With the OBJECT element you can do things like:
<object data="myHeading.png" type="image/png"><h1>My <small>humble</small> Heading</h1></object>
Non-graphical browsers, search engines and graphical browsers that are pieces of dung sill simply ignore the OBJECT tags and "see" what those tags enclose.
farscapeforever
06-18-2003, 03:39 PM
Thanks Charles, I appreciate the advice. I see talking about IE hits a nerve! Unfortunately, when IE users total 90% of the Internet population, it's a cross we all must bear.
Thanks again. If anyone else has additional thoughts, I'd love to hear them.
Ribeyed
06-18-2003, 04:09 PM
Hi,
to save me typing out something i allrady wrote a while back here is the link, i think this would be relevant to you.
http://forums.webdeveloper.com/showthread.php?threadid=2888
and also a small bit here:
http://forums.webdeveloper.com/showthread.php?s=&threadid=3354
hope this helps
farscapeforever
06-18-2003, 04:44 PM
Some good reading, Ribeyed. Your points on SEO are very much along the line of what I've been reading the last few months. For some reason, I find it completely facinating. I think it's because there's some small element of unknown to it. No one knows for certain what the exact formula is, and just when everyone thinks they've got it, BOOM, Google changes it (like they seem to be doing recently).

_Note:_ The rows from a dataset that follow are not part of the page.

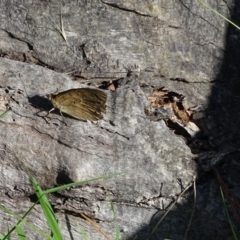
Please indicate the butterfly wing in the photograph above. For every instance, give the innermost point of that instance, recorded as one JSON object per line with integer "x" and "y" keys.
{"x": 82, "y": 103}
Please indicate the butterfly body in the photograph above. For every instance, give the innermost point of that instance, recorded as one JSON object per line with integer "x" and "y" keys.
{"x": 80, "y": 103}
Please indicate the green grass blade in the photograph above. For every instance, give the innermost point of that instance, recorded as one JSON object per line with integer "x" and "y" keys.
{"x": 22, "y": 219}
{"x": 1, "y": 236}
{"x": 226, "y": 19}
{"x": 47, "y": 209}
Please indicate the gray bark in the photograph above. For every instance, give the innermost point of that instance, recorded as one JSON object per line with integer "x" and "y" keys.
{"x": 175, "y": 47}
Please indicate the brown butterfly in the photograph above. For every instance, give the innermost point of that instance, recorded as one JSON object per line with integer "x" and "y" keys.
{"x": 80, "y": 103}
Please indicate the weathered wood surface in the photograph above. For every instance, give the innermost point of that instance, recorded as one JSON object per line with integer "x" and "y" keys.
{"x": 143, "y": 46}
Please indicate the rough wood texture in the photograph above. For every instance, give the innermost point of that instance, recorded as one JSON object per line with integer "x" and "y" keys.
{"x": 142, "y": 47}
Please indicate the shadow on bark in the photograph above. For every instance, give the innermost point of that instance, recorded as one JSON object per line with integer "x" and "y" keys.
{"x": 222, "y": 119}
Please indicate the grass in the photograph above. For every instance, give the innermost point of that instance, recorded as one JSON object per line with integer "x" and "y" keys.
{"x": 49, "y": 212}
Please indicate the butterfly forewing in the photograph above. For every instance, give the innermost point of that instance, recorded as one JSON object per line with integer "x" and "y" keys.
{"x": 82, "y": 103}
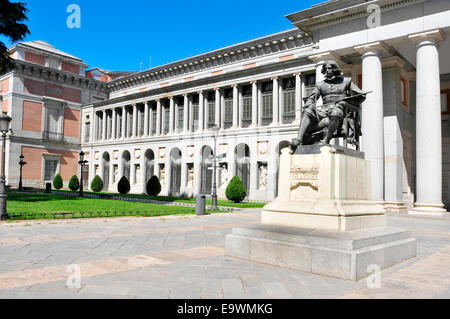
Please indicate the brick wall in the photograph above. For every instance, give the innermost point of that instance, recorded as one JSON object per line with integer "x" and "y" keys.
{"x": 69, "y": 67}
{"x": 33, "y": 170}
{"x": 32, "y": 116}
{"x": 53, "y": 90}
{"x": 71, "y": 122}
{"x": 34, "y": 58}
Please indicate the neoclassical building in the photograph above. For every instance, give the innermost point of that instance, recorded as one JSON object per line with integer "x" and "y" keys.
{"x": 158, "y": 122}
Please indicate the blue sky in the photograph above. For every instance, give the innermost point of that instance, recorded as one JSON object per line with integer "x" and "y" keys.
{"x": 118, "y": 35}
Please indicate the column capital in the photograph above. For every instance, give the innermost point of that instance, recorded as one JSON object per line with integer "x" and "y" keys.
{"x": 374, "y": 48}
{"x": 325, "y": 56}
{"x": 435, "y": 36}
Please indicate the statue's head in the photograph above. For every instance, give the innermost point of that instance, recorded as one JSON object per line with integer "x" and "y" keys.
{"x": 331, "y": 69}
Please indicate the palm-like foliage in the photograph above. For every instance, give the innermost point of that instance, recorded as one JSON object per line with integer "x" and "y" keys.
{"x": 11, "y": 17}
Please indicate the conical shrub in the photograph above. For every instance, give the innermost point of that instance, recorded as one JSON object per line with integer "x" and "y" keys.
{"x": 236, "y": 191}
{"x": 97, "y": 184}
{"x": 58, "y": 182}
{"x": 74, "y": 183}
{"x": 153, "y": 186}
{"x": 124, "y": 186}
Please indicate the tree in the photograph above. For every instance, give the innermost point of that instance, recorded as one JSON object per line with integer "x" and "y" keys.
{"x": 11, "y": 16}
{"x": 236, "y": 191}
{"x": 124, "y": 186}
{"x": 153, "y": 186}
{"x": 74, "y": 183}
{"x": 57, "y": 181}
{"x": 97, "y": 184}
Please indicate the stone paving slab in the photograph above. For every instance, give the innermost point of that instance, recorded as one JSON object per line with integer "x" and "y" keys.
{"x": 180, "y": 257}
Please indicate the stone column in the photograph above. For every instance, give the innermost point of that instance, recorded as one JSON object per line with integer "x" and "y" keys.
{"x": 218, "y": 106}
{"x": 235, "y": 106}
{"x": 276, "y": 102}
{"x": 372, "y": 117}
{"x": 104, "y": 125}
{"x": 241, "y": 106}
{"x": 428, "y": 124}
{"x": 150, "y": 121}
{"x": 186, "y": 113}
{"x": 191, "y": 115}
{"x": 114, "y": 124}
{"x": 171, "y": 115}
{"x": 158, "y": 117}
{"x": 124, "y": 121}
{"x": 254, "y": 103}
{"x": 298, "y": 97}
{"x": 135, "y": 120}
{"x": 146, "y": 118}
{"x": 201, "y": 112}
{"x": 260, "y": 106}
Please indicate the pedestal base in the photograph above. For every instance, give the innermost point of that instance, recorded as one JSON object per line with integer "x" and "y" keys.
{"x": 345, "y": 255}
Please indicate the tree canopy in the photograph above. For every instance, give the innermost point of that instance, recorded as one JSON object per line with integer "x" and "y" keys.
{"x": 12, "y": 16}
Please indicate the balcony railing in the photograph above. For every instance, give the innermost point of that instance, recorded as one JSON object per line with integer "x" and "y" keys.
{"x": 53, "y": 137}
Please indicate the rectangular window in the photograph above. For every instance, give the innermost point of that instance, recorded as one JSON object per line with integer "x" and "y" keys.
{"x": 180, "y": 117}
{"x": 166, "y": 120}
{"x": 228, "y": 119}
{"x": 211, "y": 114}
{"x": 288, "y": 106}
{"x": 154, "y": 120}
{"x": 50, "y": 169}
{"x": 87, "y": 132}
{"x": 196, "y": 116}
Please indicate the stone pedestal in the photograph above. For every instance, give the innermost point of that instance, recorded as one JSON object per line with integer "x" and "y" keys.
{"x": 323, "y": 220}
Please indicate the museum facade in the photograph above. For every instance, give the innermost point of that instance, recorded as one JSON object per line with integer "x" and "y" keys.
{"x": 159, "y": 121}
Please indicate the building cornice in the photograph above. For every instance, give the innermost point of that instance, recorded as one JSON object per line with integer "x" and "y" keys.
{"x": 340, "y": 11}
{"x": 58, "y": 76}
{"x": 275, "y": 43}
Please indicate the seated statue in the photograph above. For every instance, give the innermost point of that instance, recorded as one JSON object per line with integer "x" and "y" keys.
{"x": 320, "y": 124}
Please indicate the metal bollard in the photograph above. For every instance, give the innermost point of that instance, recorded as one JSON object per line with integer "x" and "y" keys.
{"x": 200, "y": 204}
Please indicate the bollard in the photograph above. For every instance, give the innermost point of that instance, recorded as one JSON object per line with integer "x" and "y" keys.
{"x": 200, "y": 204}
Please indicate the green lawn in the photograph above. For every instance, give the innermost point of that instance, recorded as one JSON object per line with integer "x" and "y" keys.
{"x": 38, "y": 204}
{"x": 222, "y": 203}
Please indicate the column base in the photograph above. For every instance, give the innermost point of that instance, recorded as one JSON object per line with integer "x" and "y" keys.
{"x": 396, "y": 207}
{"x": 429, "y": 210}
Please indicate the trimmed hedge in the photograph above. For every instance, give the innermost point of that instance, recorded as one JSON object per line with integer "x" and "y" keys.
{"x": 124, "y": 186}
{"x": 74, "y": 183}
{"x": 58, "y": 182}
{"x": 97, "y": 184}
{"x": 236, "y": 191}
{"x": 153, "y": 186}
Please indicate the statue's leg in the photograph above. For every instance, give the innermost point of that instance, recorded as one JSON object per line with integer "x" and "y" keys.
{"x": 304, "y": 126}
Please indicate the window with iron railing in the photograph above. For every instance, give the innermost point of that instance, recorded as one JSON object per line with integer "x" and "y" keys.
{"x": 196, "y": 117}
{"x": 211, "y": 114}
{"x": 228, "y": 118}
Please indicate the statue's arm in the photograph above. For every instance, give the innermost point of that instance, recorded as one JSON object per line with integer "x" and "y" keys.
{"x": 312, "y": 99}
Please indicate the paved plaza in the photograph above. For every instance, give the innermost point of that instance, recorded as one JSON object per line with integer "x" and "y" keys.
{"x": 181, "y": 257}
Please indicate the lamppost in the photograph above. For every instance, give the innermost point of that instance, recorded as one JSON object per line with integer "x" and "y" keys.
{"x": 21, "y": 163}
{"x": 5, "y": 121}
{"x": 82, "y": 163}
{"x": 215, "y": 131}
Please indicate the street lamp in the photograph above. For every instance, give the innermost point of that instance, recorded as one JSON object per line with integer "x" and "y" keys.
{"x": 82, "y": 163}
{"x": 5, "y": 121}
{"x": 215, "y": 131}
{"x": 21, "y": 163}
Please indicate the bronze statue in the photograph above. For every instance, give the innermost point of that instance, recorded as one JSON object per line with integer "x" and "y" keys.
{"x": 339, "y": 114}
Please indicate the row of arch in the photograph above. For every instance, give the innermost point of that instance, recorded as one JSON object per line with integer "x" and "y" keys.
{"x": 242, "y": 167}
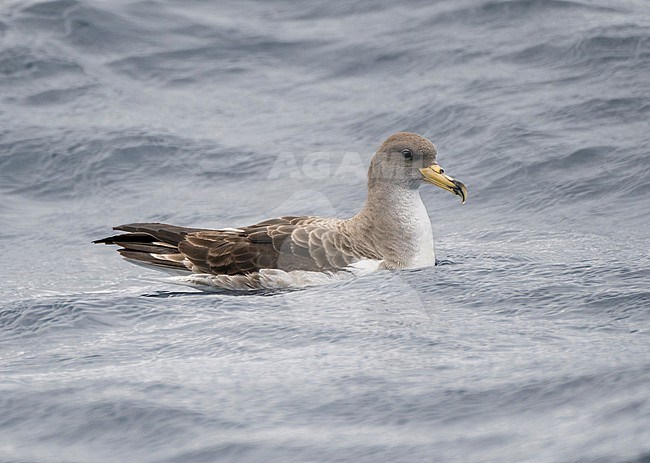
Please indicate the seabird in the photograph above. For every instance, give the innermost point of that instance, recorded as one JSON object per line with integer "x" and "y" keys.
{"x": 392, "y": 231}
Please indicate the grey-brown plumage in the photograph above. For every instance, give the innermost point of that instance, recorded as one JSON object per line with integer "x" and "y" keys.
{"x": 393, "y": 229}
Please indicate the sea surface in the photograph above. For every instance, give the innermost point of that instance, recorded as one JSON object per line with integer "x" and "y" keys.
{"x": 528, "y": 342}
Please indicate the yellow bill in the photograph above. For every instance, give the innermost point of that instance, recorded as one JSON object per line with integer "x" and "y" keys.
{"x": 436, "y": 175}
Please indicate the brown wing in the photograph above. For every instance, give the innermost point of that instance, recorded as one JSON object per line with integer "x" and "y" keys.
{"x": 287, "y": 243}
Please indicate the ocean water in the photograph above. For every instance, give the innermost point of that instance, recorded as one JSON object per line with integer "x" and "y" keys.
{"x": 528, "y": 342}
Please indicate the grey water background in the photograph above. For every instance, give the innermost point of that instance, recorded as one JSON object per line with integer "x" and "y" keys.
{"x": 529, "y": 342}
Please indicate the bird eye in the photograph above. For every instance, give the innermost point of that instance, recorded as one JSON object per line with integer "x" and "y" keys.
{"x": 407, "y": 154}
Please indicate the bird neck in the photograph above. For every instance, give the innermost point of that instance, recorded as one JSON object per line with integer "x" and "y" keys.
{"x": 395, "y": 220}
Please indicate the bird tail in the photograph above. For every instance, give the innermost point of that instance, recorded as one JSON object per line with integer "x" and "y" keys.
{"x": 153, "y": 245}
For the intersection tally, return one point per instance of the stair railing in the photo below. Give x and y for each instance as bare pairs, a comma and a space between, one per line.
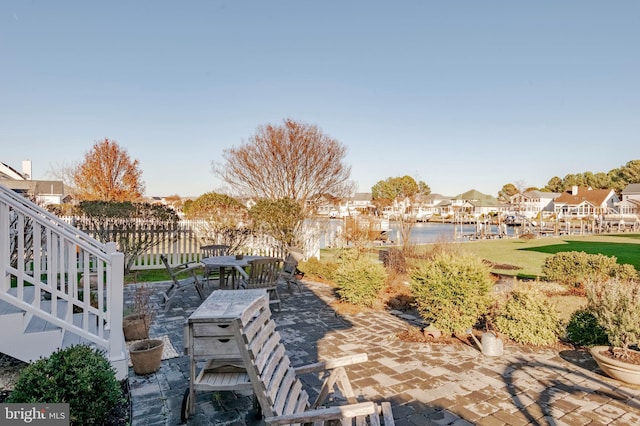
61, 264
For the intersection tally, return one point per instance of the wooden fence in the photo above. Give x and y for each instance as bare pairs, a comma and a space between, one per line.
180, 242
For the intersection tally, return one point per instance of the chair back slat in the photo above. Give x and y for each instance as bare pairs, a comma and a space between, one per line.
263, 273
214, 250
274, 381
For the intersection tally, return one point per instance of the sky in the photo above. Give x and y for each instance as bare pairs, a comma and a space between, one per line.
459, 94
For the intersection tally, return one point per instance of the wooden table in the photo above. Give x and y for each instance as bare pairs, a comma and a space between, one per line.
223, 263
209, 337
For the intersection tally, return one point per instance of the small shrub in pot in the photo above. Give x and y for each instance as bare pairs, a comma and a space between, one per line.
78, 375
359, 279
528, 318
452, 291
616, 305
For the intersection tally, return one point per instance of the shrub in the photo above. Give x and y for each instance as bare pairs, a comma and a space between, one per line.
528, 317
359, 279
616, 305
583, 329
323, 271
452, 292
575, 268
78, 375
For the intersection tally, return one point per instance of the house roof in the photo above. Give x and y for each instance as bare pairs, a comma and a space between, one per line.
541, 194
9, 173
478, 197
596, 197
632, 188
36, 187
361, 196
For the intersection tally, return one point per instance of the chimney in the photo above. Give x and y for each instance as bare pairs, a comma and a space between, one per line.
26, 169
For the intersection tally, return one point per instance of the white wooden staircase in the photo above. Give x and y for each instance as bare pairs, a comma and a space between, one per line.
43, 306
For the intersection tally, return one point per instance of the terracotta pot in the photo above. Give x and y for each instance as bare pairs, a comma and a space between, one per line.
146, 356
432, 332
615, 368
135, 327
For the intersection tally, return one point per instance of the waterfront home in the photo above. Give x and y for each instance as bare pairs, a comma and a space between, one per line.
534, 203
581, 202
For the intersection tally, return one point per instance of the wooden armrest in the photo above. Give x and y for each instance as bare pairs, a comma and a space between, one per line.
188, 270
324, 414
331, 364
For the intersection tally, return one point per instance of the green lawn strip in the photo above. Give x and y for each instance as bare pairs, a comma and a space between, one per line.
529, 255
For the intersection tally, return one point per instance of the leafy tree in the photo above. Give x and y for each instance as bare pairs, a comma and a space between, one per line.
507, 192
394, 188
219, 219
555, 184
108, 174
293, 160
282, 219
621, 177
120, 222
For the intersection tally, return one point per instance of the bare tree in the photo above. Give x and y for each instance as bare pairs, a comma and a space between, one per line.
108, 174
293, 160
63, 172
219, 219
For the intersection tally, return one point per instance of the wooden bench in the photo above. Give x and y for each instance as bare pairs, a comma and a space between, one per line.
183, 277
264, 273
276, 382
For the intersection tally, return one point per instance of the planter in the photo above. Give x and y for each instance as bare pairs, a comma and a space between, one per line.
135, 327
615, 368
146, 356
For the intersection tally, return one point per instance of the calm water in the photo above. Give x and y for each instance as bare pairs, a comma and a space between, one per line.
423, 233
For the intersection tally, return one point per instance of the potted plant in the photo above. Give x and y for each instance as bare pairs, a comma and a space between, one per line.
616, 305
136, 325
145, 353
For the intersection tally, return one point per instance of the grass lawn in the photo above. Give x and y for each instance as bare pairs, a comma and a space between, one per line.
529, 255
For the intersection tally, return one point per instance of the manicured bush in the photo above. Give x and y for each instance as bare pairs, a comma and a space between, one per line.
78, 375
322, 271
616, 305
452, 292
583, 329
528, 317
359, 279
575, 268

Your prior posts lead me to another thought. I'd love to be able to create an entire site in Flash. Some of the best sites I've seen are done in all Flash. But of course, there's the search engine problem. If a site was done in Flash, and invisible text was added, not to fool or mislead anyone, but just to give search engines text to find, would Google consider that acceptable? Or will a bot see a hidden layer and automatically consider it an attempt to somehow cheat? Again, it would only be duplicate text for the purpose of allowing it to be seen since it wasn't being seen in Flash. Has anyone tried this and had positive or adverse results?
Ribeyed
06-18-2003, 06:12 PM
Hi,
Thank you for you comments. You are correct in assume google would see that as cheating.
I was at a seminar about SEO. If you are in the UK this was at the Small Business Gateway funded by the UK government. The information was give to us by a successful Scottish company based in Edinburgh whose business is Search Engine Optimization. Now one of there clients was band/not listed from google because there clients designer hide text under graphics etc.
I see where you are coming from in regard to Flash, I to find it aesthetically pleasing and do agree a lot of good sites are built in Flash, but the bad thing is Google doesn't like it.
What i have see on sites is 2 versions, have a flash and HTML etc. of the same site. That way google can spider one and you can so off your Flash talents on the other.